ПРИКИД И КОГДА СМЕРТЬ ВСЁ ВРЕМЯ РЯДОМ.
(Эти две истории произошли в один день, поэтому я и поставил их вместе)
1.1.Прикид.
Переплетаются истории. Идут рядом. Или одна вытекает с другой, но нет историй, которые жили бы отдельно. Иногда, кажется, что далеко отстоят некоторые друг от друга, а задумаешься, начинаешь проникать в них и видишь, что все они связаны жизнью.
А началось первая история с безобидного, ординарного случая, о котором, может быть, и вспоминать не стоило бы, но если уж начал, то останавливаться нечего. Припарила жизнь монетой. Нужны были деньги. Только не на водку. Мне её продавщицы в нашем магазине в долг могут дать, но я не пью её, потому что когда выпьешь – на душе легче становится, а проблема, как топталась на месте, так и топчется.
Не развязывается, а ещё сильнее в жгут свивается. Сознание в таких случаях разваливается на враждующие стороны. Некоторые в нелёгких денежных ситуациях впадают в панику, где достать? У меня наоборот. Поднимается настроение, потому что я понимаю, что именно с этого момента и начинается денежное общение с окружающими, которому отведено и самое почётное место, и самое захудалое. На почётном месте даже медный пятак имеет вес миллиарда, а вот на захудалом месте миллиард съёживается и как-то так ловко с кармана своего владельца в другой почётный карман забивается.
Иногда приятно почувствовать себя безкопеечным, тогда на весь свет можно обозлиться, пнуть его, словом, высказаться по всей программе, в которой найдётся место всем, только не себе, но не обозлился я, настроение наоборот не ухудшилось, а зашкалило на стопроцентном успехе.
Мозги начали лихорадочно работать. Поиск. Это самое увлекательное дело, когда ты превращаешься в хищного зверя и, оскалившись, нервно потягивая носом, осторожно переступая лапами, идёшь по следу той вещи, которая находится у тебя в руках, но ты этого не замечаешь, а всё ищешь и ищешь. Мог я и в Москве к своим ребятам устроиться, но как вспомню, что пробки на дорогах или забитые электрички в дрожь бросает.

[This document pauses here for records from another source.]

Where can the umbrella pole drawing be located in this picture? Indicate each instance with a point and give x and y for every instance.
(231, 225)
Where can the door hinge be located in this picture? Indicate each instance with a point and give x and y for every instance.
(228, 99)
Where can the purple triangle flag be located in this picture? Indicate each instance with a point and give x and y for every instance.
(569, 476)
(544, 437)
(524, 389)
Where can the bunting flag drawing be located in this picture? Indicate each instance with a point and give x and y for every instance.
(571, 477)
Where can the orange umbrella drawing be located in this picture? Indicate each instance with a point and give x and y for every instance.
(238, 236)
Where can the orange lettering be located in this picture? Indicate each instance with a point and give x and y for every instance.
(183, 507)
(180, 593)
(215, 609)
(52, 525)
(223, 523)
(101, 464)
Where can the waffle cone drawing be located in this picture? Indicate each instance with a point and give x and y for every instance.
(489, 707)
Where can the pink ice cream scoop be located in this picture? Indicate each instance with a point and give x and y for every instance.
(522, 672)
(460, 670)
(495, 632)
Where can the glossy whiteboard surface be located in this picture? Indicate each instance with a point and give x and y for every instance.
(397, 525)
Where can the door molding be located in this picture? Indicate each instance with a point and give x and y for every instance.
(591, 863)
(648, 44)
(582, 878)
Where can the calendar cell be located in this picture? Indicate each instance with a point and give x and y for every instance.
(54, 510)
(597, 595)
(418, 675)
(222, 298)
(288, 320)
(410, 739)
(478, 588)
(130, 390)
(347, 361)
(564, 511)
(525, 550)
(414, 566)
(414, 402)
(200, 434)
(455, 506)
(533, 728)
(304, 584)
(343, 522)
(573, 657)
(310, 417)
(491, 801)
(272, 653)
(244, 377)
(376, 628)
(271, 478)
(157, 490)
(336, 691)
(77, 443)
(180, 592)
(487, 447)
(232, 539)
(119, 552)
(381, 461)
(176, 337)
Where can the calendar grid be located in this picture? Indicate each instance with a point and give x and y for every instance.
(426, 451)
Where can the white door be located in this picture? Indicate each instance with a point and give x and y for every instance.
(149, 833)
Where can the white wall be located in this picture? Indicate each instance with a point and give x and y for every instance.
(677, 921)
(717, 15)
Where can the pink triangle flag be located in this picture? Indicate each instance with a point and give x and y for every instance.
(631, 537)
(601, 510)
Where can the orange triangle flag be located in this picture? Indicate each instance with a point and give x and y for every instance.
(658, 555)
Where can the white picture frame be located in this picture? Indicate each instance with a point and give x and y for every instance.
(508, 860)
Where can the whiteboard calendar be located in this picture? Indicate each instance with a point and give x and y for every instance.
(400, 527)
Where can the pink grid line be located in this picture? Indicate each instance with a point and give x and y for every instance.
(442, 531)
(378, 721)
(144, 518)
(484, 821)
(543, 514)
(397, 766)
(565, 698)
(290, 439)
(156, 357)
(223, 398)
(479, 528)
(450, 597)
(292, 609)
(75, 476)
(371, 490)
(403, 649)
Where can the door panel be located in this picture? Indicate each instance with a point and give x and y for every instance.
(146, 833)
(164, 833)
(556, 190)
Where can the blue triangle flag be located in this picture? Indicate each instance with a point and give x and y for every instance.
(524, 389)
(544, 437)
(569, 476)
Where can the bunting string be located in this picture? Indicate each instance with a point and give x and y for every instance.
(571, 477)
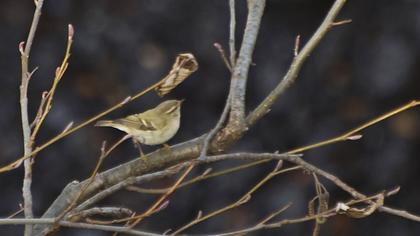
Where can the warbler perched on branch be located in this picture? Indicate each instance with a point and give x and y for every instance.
(152, 127)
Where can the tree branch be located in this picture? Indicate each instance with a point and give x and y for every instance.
(296, 65)
(240, 70)
(27, 180)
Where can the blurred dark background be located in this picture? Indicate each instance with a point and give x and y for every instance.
(359, 71)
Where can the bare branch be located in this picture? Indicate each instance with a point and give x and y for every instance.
(296, 65)
(27, 180)
(76, 225)
(232, 29)
(241, 68)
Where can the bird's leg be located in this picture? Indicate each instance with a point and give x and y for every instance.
(138, 146)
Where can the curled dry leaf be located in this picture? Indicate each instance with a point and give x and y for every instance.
(185, 64)
(354, 212)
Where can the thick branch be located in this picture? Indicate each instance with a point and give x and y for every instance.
(27, 180)
(296, 65)
(241, 68)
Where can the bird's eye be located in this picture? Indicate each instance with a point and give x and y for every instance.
(171, 109)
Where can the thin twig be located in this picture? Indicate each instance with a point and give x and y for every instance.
(104, 154)
(129, 181)
(232, 29)
(48, 221)
(38, 149)
(223, 56)
(25, 77)
(241, 68)
(216, 129)
(195, 180)
(296, 65)
(115, 212)
(243, 199)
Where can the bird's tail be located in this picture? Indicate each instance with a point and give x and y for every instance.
(105, 123)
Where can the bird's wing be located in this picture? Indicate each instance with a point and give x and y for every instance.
(137, 122)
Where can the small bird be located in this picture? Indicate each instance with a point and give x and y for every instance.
(152, 127)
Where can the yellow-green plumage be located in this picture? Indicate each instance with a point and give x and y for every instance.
(152, 127)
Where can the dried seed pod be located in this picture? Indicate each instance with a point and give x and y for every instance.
(185, 64)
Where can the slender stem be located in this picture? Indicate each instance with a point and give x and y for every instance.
(241, 200)
(27, 180)
(232, 29)
(296, 65)
(76, 225)
(242, 64)
(38, 149)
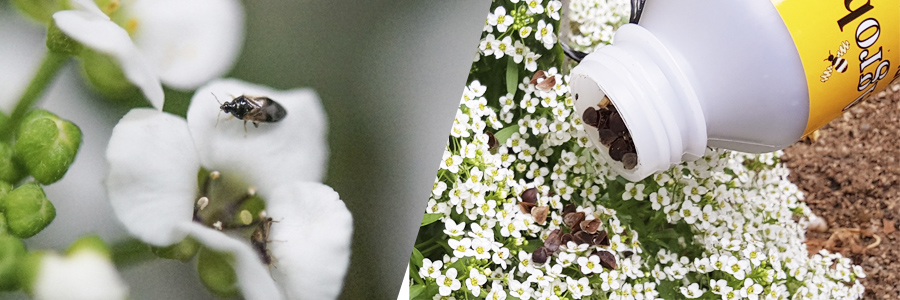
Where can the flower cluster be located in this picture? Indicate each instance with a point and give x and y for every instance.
(524, 208)
(594, 21)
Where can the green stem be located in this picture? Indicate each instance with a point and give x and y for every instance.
(131, 252)
(46, 72)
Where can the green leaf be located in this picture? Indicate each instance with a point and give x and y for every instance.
(59, 42)
(27, 210)
(416, 258)
(11, 252)
(427, 293)
(40, 10)
(416, 290)
(505, 133)
(92, 243)
(47, 145)
(182, 251)
(217, 274)
(11, 169)
(107, 77)
(430, 218)
(512, 76)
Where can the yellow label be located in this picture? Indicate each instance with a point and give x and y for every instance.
(850, 49)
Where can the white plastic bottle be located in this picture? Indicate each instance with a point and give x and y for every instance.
(750, 75)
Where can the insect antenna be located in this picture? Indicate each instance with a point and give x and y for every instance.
(220, 109)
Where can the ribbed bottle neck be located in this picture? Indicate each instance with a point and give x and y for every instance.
(652, 96)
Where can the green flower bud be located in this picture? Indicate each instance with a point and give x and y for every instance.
(217, 274)
(4, 118)
(11, 169)
(27, 210)
(11, 252)
(59, 42)
(5, 188)
(107, 78)
(47, 145)
(40, 10)
(182, 251)
(4, 227)
(108, 6)
(90, 243)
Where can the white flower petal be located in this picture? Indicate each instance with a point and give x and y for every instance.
(253, 279)
(152, 178)
(310, 243)
(20, 56)
(189, 42)
(89, 6)
(270, 155)
(83, 275)
(99, 33)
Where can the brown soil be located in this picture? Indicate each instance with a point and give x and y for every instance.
(851, 177)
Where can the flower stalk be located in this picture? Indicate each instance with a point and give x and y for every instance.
(50, 66)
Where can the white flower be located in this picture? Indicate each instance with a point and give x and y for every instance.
(497, 292)
(531, 61)
(545, 34)
(553, 9)
(448, 283)
(453, 229)
(751, 290)
(450, 162)
(693, 291)
(90, 27)
(633, 191)
(503, 47)
(488, 45)
(475, 280)
(689, 212)
(500, 19)
(590, 264)
(461, 248)
(154, 159)
(535, 7)
(431, 269)
(189, 42)
(64, 278)
(579, 288)
(525, 31)
(183, 43)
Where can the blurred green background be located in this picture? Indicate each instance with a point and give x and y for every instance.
(390, 75)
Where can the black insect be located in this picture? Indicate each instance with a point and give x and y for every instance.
(253, 109)
(260, 240)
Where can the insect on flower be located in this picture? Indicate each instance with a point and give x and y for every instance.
(260, 240)
(253, 109)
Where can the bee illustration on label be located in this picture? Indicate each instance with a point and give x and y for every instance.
(838, 63)
(253, 109)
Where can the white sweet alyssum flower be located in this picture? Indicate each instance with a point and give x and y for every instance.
(183, 44)
(562, 225)
(154, 159)
(83, 275)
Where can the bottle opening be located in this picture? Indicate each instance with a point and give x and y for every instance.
(606, 128)
(612, 132)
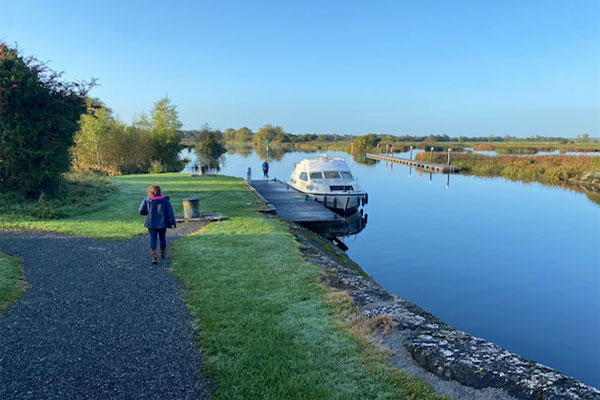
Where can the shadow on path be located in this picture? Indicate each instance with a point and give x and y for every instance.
(97, 321)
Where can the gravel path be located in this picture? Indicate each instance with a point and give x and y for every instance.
(97, 321)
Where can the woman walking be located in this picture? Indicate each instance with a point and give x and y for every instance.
(159, 216)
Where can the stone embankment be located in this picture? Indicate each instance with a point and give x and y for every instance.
(448, 353)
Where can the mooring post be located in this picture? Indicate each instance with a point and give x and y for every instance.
(191, 208)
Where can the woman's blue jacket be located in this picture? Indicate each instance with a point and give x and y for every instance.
(159, 213)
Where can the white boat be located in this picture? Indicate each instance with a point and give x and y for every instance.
(328, 181)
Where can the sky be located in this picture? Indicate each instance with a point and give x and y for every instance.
(472, 68)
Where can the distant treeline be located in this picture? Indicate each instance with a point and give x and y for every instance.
(107, 145)
(276, 134)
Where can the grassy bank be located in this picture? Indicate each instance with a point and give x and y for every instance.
(552, 170)
(262, 320)
(12, 284)
(112, 214)
(265, 325)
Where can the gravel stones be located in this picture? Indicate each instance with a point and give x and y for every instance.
(97, 321)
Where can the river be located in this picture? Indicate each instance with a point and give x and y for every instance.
(517, 264)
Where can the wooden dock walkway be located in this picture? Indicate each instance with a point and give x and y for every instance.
(426, 166)
(294, 206)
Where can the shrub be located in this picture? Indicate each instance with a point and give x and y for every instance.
(39, 115)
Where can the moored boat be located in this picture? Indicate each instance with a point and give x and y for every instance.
(329, 181)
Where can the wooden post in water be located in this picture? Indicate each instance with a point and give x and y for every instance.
(190, 208)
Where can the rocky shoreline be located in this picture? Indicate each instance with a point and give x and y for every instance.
(480, 368)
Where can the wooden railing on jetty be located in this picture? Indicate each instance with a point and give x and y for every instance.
(426, 166)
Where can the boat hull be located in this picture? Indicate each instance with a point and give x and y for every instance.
(342, 203)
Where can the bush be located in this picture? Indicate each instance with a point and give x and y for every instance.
(39, 115)
(76, 194)
(156, 167)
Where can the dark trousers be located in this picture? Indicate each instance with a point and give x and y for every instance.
(158, 234)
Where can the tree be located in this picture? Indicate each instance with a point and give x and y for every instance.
(39, 115)
(274, 134)
(209, 147)
(95, 125)
(229, 135)
(244, 134)
(166, 134)
(366, 142)
(105, 144)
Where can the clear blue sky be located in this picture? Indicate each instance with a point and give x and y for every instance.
(413, 67)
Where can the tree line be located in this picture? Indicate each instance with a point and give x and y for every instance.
(107, 145)
(49, 126)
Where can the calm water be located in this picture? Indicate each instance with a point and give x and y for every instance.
(517, 264)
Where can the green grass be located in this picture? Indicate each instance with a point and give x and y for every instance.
(116, 216)
(261, 318)
(12, 284)
(266, 327)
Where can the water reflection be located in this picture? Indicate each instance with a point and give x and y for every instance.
(515, 263)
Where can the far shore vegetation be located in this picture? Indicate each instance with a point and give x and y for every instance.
(12, 283)
(266, 327)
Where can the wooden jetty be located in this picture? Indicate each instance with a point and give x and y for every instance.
(292, 205)
(426, 166)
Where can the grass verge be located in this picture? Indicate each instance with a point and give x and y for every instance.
(267, 329)
(114, 214)
(12, 284)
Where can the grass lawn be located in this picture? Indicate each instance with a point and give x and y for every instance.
(262, 321)
(266, 327)
(11, 281)
(119, 218)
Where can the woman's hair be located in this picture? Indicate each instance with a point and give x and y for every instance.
(154, 191)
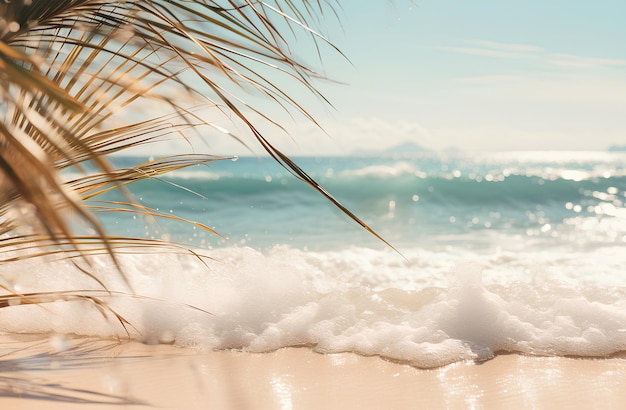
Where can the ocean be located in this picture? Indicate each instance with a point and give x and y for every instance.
(520, 252)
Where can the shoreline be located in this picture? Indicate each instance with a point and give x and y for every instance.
(83, 373)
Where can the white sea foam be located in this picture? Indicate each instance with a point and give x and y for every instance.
(429, 309)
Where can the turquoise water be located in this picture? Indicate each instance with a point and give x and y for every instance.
(428, 201)
(497, 252)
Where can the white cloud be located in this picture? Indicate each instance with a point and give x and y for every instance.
(571, 60)
(485, 52)
(505, 46)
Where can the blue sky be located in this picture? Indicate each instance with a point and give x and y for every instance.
(481, 75)
(475, 75)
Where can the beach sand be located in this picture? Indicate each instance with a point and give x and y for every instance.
(57, 373)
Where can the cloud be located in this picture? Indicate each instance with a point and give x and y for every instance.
(512, 47)
(495, 49)
(571, 60)
(484, 52)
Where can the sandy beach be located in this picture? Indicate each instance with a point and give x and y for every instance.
(57, 373)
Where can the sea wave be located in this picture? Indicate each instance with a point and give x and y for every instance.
(428, 310)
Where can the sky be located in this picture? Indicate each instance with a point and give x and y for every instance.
(482, 75)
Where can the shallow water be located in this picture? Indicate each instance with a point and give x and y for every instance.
(522, 252)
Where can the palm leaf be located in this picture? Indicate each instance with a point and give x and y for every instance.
(73, 72)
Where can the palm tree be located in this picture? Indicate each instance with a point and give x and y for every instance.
(76, 76)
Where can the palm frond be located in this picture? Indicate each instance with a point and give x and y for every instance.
(76, 75)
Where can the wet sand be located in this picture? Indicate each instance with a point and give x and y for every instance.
(57, 373)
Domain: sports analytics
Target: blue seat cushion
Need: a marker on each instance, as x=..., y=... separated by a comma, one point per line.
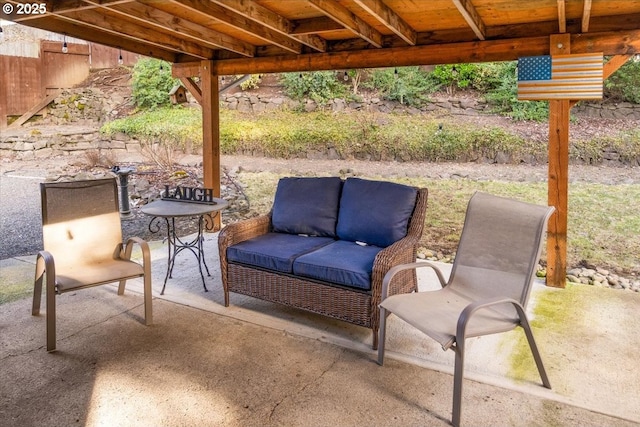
x=307, y=206
x=375, y=212
x=274, y=251
x=342, y=262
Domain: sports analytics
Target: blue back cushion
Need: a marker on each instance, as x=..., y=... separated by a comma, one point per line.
x=375, y=212
x=307, y=206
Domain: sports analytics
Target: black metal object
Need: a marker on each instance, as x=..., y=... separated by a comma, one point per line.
x=123, y=187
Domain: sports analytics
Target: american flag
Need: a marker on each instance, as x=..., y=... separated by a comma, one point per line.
x=560, y=77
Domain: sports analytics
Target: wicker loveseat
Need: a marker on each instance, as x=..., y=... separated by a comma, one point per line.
x=326, y=246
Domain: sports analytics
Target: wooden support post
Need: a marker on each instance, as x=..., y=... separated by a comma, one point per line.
x=3, y=94
x=210, y=131
x=558, y=185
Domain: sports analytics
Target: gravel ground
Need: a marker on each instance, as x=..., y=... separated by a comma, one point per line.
x=20, y=222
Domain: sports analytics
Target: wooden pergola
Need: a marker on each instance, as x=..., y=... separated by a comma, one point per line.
x=209, y=38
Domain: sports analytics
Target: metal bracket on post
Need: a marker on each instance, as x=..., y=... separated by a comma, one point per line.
x=123, y=178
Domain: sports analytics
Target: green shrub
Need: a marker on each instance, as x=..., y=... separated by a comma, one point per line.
x=321, y=86
x=253, y=82
x=504, y=98
x=179, y=126
x=407, y=85
x=152, y=83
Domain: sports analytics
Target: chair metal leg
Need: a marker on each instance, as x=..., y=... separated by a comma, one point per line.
x=37, y=286
x=51, y=315
x=458, y=376
x=148, y=308
x=534, y=350
x=382, y=331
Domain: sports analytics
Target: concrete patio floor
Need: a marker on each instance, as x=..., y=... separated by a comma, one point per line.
x=260, y=364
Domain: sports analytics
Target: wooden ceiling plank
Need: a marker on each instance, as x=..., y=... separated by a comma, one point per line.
x=389, y=19
x=260, y=14
x=64, y=6
x=183, y=28
x=562, y=17
x=344, y=17
x=240, y=23
x=586, y=15
x=62, y=26
x=100, y=21
x=470, y=14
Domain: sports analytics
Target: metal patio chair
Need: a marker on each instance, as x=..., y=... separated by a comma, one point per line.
x=489, y=285
x=83, y=246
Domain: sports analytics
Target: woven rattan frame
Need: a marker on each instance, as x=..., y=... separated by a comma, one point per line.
x=339, y=302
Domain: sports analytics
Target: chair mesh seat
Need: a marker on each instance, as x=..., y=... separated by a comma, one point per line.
x=108, y=271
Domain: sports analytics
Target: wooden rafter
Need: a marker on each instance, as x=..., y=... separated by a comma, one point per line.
x=180, y=28
x=348, y=20
x=470, y=14
x=562, y=17
x=390, y=19
x=252, y=10
x=235, y=20
x=586, y=15
x=104, y=22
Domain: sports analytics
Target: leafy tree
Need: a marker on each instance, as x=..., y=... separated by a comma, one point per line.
x=152, y=83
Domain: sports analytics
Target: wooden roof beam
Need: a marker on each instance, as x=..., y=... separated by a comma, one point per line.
x=389, y=19
x=450, y=53
x=260, y=14
x=323, y=24
x=348, y=20
x=562, y=17
x=586, y=15
x=237, y=21
x=182, y=28
x=97, y=21
x=470, y=14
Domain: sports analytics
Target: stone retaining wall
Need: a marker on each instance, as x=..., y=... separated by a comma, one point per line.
x=80, y=113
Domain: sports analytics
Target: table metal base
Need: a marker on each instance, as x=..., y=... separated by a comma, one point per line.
x=176, y=244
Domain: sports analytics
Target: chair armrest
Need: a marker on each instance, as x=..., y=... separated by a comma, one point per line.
x=144, y=247
x=244, y=230
x=239, y=232
x=402, y=267
x=45, y=270
x=472, y=308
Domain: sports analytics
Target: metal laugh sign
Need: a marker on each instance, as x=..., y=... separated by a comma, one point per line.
x=189, y=194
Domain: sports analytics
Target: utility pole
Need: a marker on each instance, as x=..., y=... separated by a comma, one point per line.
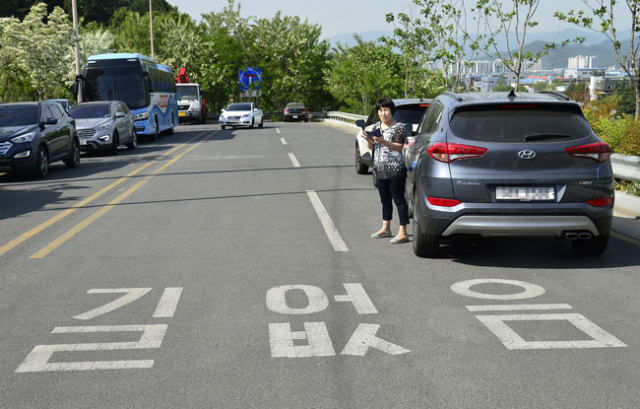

Закрытое пространство. В лифте даже не осмеливаюсь ездить, но это хорошо, так как сердце силу набирает, когда по этажным ступенькам поднимаешься. Окопный синдром, когда после взрыва окоп землёй засыпает. Повезло мне: стукнула одна мысль. Точно не проигрышная.
Надел свой костюм стального цвета, чтобы он подчеркнул, что нервы у меня тоже стальные, рубашку, галстук не под нервы подбирал, а чтобы картинно выглядеть, ботинки до блеска начистил. Сделал стрижку. С пробором. Привычка. Как-то выскочило с памяти, что давно выпал я в круг пенсионеров.
Пешком дошёл до рынка. Он на полгорода размахнулся, бывшие заводы разогнал, так что и не найдёшь их. И справедливо: новое время наступило, а они тишину и воздух шумом и дымом портят.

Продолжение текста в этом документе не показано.